時をこえる思い
 第十九話 龍牙作

「少女の過去」
 




















夢を見ている









それは、少女の過去の物語














「お爺様、今日はどこへ連れていってくださるのですか?」

「うむ。……ところで美汐や、もう少し子どもらしい言葉遣いでよいのじゃぞ」


 ここは町外れの少し小高い道。

 その道をまだ十歳にも満ていない様な年齢の少女と、年をだいぶ召してはいるが力強さは失われておらず、それでいて優しい目をした神主姿のご老人が会話を交わしながら歩いていた。

 少女の名は天野美汐、ご老人の名は天野竜人(たつひと)と言った。


「? ……どういう意味でしょうか?」

「ぬう……美汐が自分の真似をして上品な言葉で話してくれるのがうれしゅうて、婆さんが褒めてばかりおったからいつの間にかその言葉遣いが普通になっておったか……これはすまぬことをしたな、美汐や」

「? ……なぜ謝るのですか?」

「う〜〜む。悪いことではないのじゃから……よしとするか」

「???」


 竜人は少し苦笑しつつ、自分の白いひげをいじりながら美汐のしゃべり方のことは気にしないことにした。

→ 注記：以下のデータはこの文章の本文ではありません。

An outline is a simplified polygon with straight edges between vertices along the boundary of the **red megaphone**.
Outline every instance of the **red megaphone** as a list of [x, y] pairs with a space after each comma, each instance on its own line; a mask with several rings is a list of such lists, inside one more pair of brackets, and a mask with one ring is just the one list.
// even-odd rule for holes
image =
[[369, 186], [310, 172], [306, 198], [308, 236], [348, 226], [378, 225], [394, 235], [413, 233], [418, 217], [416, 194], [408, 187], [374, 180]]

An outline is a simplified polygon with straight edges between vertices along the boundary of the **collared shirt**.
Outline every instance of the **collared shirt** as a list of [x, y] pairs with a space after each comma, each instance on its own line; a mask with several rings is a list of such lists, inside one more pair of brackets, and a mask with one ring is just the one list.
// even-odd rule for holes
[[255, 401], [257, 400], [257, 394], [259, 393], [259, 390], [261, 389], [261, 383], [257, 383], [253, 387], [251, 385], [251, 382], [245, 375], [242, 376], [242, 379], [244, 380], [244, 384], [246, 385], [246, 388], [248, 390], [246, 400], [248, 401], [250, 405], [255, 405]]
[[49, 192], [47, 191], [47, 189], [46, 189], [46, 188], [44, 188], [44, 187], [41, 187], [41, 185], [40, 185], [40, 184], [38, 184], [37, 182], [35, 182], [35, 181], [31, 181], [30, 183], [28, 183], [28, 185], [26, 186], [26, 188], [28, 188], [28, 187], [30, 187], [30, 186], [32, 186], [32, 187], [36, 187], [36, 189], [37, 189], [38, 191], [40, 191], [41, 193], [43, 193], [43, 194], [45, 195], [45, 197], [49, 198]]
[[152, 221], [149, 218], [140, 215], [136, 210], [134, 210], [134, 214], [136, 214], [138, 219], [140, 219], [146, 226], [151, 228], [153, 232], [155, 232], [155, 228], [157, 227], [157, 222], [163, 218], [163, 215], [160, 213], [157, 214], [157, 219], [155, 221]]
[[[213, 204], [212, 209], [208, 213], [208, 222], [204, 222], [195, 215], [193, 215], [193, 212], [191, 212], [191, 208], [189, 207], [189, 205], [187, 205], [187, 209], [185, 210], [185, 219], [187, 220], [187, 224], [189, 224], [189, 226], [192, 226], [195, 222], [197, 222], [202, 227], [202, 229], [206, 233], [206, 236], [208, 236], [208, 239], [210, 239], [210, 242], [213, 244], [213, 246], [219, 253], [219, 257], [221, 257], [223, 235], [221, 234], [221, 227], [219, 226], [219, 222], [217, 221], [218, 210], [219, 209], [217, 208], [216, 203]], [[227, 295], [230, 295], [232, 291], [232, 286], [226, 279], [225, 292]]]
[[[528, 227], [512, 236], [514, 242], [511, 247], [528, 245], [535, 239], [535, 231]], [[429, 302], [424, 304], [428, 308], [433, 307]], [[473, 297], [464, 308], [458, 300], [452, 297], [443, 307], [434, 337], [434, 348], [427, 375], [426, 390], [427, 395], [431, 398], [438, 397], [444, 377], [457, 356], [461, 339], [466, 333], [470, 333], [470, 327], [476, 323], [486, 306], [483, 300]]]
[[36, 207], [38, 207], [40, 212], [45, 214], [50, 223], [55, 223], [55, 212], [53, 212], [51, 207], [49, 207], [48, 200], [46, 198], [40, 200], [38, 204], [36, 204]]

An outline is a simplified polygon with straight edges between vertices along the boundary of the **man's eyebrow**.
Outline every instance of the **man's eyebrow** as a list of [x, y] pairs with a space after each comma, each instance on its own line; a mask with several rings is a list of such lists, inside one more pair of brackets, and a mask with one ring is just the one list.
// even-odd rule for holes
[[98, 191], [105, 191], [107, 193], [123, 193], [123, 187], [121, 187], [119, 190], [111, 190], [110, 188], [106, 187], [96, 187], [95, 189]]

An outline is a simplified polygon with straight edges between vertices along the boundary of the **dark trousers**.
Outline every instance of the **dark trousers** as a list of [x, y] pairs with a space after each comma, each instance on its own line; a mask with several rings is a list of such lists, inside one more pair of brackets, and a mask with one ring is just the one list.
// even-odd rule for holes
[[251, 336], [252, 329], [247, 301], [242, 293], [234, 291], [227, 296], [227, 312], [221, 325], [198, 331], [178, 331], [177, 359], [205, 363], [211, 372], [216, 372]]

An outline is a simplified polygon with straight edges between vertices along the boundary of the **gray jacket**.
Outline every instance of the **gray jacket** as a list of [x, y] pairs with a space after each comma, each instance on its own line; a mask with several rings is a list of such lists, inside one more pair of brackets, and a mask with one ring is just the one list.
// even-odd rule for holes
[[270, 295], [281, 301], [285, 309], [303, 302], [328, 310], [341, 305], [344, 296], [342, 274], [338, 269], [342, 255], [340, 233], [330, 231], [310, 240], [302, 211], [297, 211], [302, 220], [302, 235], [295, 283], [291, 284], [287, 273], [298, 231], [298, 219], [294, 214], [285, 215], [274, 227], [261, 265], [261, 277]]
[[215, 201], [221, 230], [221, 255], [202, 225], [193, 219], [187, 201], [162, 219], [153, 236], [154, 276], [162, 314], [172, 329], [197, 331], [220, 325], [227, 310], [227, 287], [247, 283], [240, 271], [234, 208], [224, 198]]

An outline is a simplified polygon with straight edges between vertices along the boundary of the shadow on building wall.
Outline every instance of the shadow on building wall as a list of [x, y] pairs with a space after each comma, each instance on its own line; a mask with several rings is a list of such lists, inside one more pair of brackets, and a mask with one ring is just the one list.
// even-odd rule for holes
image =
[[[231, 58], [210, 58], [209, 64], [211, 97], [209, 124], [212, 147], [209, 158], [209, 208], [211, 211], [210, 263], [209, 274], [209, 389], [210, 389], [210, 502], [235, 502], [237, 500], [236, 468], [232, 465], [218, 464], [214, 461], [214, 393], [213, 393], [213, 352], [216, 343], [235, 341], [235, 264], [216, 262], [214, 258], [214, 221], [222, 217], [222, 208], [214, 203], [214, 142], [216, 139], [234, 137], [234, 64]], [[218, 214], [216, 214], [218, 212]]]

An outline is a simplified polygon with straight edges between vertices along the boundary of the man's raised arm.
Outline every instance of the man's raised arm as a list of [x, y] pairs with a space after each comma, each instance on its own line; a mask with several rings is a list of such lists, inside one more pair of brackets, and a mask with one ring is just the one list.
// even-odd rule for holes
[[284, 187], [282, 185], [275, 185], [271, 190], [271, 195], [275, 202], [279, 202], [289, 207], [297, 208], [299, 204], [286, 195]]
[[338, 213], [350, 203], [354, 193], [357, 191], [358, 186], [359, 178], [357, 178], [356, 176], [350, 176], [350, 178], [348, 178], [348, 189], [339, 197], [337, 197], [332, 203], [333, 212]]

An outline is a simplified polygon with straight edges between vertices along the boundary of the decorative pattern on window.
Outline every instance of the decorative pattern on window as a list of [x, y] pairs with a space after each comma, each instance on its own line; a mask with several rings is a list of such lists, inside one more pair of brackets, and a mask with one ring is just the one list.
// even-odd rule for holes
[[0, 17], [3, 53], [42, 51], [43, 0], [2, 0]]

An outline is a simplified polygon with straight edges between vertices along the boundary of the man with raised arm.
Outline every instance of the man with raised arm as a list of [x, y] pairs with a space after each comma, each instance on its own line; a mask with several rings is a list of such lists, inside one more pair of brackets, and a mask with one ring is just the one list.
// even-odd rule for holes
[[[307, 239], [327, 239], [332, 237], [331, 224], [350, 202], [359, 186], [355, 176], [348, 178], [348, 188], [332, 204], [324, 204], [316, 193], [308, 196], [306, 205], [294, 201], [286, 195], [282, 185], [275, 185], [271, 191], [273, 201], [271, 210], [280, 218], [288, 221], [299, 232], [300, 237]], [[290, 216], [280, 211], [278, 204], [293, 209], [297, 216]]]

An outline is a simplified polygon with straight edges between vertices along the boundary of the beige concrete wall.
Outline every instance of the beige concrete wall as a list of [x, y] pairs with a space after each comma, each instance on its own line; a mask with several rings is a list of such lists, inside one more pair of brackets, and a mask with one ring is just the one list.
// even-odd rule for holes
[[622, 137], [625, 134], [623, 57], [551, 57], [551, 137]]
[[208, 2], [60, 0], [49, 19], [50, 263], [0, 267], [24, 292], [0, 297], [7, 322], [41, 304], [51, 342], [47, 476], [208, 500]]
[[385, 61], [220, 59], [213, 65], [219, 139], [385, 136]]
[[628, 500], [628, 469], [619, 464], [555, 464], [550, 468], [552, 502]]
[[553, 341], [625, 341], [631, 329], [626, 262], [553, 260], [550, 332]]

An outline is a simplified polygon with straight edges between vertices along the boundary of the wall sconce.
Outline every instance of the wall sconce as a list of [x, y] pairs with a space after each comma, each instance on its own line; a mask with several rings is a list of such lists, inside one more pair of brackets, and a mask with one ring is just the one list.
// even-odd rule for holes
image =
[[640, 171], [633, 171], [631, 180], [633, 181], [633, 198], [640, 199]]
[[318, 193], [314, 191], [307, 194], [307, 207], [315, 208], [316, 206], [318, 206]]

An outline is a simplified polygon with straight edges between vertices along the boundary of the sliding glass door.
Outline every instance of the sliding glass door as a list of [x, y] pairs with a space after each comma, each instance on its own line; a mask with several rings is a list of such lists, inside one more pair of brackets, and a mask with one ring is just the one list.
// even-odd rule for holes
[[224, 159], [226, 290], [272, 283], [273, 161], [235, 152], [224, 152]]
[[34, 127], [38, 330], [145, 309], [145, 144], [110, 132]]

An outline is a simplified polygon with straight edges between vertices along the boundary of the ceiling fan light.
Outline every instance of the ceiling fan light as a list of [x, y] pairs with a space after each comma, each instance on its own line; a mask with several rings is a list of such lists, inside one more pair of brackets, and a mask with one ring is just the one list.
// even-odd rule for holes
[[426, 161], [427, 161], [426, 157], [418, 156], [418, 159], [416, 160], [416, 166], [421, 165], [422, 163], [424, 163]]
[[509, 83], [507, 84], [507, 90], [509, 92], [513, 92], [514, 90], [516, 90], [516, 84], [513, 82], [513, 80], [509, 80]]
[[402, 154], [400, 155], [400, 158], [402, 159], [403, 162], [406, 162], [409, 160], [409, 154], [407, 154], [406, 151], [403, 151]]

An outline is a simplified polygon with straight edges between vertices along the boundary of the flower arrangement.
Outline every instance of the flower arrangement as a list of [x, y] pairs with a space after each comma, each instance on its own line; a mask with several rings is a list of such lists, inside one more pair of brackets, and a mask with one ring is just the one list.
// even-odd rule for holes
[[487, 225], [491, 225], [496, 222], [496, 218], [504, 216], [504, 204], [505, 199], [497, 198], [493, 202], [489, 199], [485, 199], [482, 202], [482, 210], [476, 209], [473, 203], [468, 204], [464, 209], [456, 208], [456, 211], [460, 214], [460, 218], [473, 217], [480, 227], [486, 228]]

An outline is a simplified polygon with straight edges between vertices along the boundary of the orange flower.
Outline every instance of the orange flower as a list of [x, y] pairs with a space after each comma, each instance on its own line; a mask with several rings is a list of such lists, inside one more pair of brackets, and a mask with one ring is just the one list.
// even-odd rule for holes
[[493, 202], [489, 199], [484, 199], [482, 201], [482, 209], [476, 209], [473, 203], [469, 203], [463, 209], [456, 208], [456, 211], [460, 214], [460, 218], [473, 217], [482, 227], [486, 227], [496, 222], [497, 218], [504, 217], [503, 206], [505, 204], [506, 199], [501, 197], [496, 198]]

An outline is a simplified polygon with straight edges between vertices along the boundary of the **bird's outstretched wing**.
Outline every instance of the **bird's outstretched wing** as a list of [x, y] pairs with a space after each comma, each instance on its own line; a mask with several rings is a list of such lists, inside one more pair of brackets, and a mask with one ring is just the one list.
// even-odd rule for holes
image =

 美汐はそんな祖父の態度の意味するところが良くわからず、首をかしげている。

 そんな美汐の様子を見て、さらに竜人は苦笑をもらす。

 だが、これはこれで面白いと思ってもいるようだ。

 しかし……この上品さが後に祐一にえらくからかわれる対象となろうとは、このご老人も不覚であっただろう。


「そういえばどこに行くかじゃったな。今向かっておるのは『ものみの丘』と呼ばれるところじゃ」

「ものみの丘?」


 すこし悲しい孫娘の未来など想像つくはずもなく、竜人は美汐の物腰のことはもう気にせずに話を元に戻す。

 美汐も――少し疑問は残っていたが――先ほど自分が尋ねた質問の答えが返ってきたので、とりあえずよくわからないことは置いておくことにした。

 そして、新しい話題へ興味を示して祖父に質問するのだった。
 

「そうじゃ、いろいろ伝承なども多い所じゃがな。とてもきれいなところじゃ。このあたりの街が一様に見渡せる……そんなところからこの名前が付いたのかもしれぬな」

「それは楽しみです。ですが……伝承とはどのようなものなのでしょうか?」


 竜人は懐かしい思い出をふと思い出したかのような穏やかな表情を垣間見せながら、ものみの丘の説明をする。

 美汐は丘そのものにも興味がわいたが、伝承と言う言葉の方により反応をみせた。

 そのつつましい物腰の中にも、少しだけ期待を目や声に垣間見せている。

 彼女はこの祖父、そして、家で今は留守番をしてくれている祖母が話してくれる話が好きだ。

 特に、不思議な話――伝承や伝説といった類のものは最も好きなものだった。

 祐一が未来で初めて出会った時の様子からは想像できないかもしれないが、この少女は意外と夢見る少女なのである。

 だから、今回もやはり伝承と言う言葉に興味を引かれたというわけなのだ。


「ものみの丘か……あまり面白い話ではないのじゃが……それでも良いか?」

「それでも……聞かせていただけませんか?」


 美汐とて面白い話のほうが好きであったが、この少女は生来、好奇心旺盛な面も持ち合わせている。

 これから先もそうであるわけではないが、少なくともこのころはそうであった。

 ただ今回は美汐も、祖父が一瞬逡巡しながら垣間見せた悲しい表情が、気にはかかりはしたようだったけれど。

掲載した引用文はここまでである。